Most implementation details are sub-optimal, but the focus is on having fun and producing results instead writing perfect code. There are also many bugs and inconsistencies!

Installation

remotes::install_github("dirkschumacher/llr")

Intro

(->
  r/datasets::mtcars
  (r/dplyr::filter (r/base::`>` hp 100))
  (r/dplyr::summarise :count (r/dplyr::n) :mean_mpg (r/mean mpg))
  (r/tibble::as_tibble))
#> # A tibble: 1 x 2
#>   count mean_mpg
#>   <int>    <dbl>
#> 1    23     17.5

Or run it from R

library(llr)
interp <- llr_env$new()
interp$eval("(+ 1 1)")
#> 2

Also see some Advent Of Code solutions in llr.

REPL

It also has a (limited) REPL

interp <- llr_env$new()
interp$repl()

Special forms

Data Types

Lists

; this is a list
'(1 2 3 4 5 6)
; an unquoted list is a function call
(+ 1 2 3 4 5 6)
#> 21

Vectors

[1 2 3 4]
#> [1 2 3 4]

Maps

{:a 1 :b 2}
#> {:a 1 :b 2}

Symbols

x
namespaced.variable/x
:keyword
"character"
10 ; integer
10.42 ; double

Functions

(fn [a b] (+ a b))

(fn this
  ([] 0)
  ([a] a)
  ([a b] (+ a b))
  ([a b & more] (reduce + (concat [a b] more))))

def

def defines a symbol in a namespace and assignes it a name.

(def x 1)
(def plus (fn [a b] (+ a b)))
(plus x x)
#> 2

Meta-data

Symbols and values can hold meta-data. That meta-data needs to be a map at the moment.

(def ^{:const true} x ^{:meta "hello"} [ 1 2 3])
(meta x)
#> {:meta "hello"}

Meta-data on symbols is currently only available to the reader.

Macros

Macros are also supported. Macros are functions bound to a name with meta data {:macro true}.

In a macro you can use syntax-quote <backtick> together with the unquote ~ and unquote-splice ~@ operators.

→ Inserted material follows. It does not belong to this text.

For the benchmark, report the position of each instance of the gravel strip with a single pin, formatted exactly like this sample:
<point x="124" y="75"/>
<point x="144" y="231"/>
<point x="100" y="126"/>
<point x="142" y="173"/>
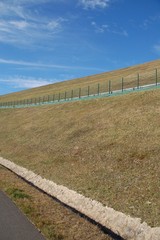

(defmacro infix [operand1 operator operand2]
  `(~operator ~operand1 ~operand2))
(infix 1 + 1)
#> 2

Recursion

Similar to Clojure llr uses recur to jump to a recursion point currently only defined by loop.

(def is-even 
  (fn [number] 
    (loop [cnt number]
      (if (zero? cnt)
        true
        (if (< cnt 0) false (recur (- cnt 2)))))))
#> `is-even`
(is-even 5001)
#> false
(is-even 5000)
#> true

Namespaces

Every top level definition is part of a namespace

(ns product.lib)
(defn compute [a b] (+ a b))
(ns user)
(product.lib/compute 10 32)
#> 42

Reader Dispatch

The reader switches to a different set of interpretations of the next symbol when reading the character #.

#_ ignores the next form

#_ (r/stop "error")
"Yay"
#> "Yay"

R interop

All symbols starting with the namespace r/ are treated slightly differently. You can use that to refer to external R functions and symbols. In addition keywords are interpreted as named arguments.

(r/set.seed 1)
(def rand-numbers (r/stats::rnorm :n 10))
(r/mean rand-numbers)
#> [1] 0.1322028

Design Goals

  • Have fun, experiment and learn :)
  • Build a clojure-like language that supports R-interop using the r/ namespace.
  • Thus the core language should feel like clojure and support some of clojures’s core functions, but still make it easy to work with R’s internal data structures.

Contributing

  • Please read the code-of-conduct and also be aware that this a fun project, so things will break and progress is valued prefect code (at the moment).
  • However everyone is invited to play around with the language, learn together, extend it, document things, fix bugs and propose features.

Code of Conduct

Please note that the llr project is released with a Contributor Code of Conduct. By contributing to this project, you agree to abide by its terms.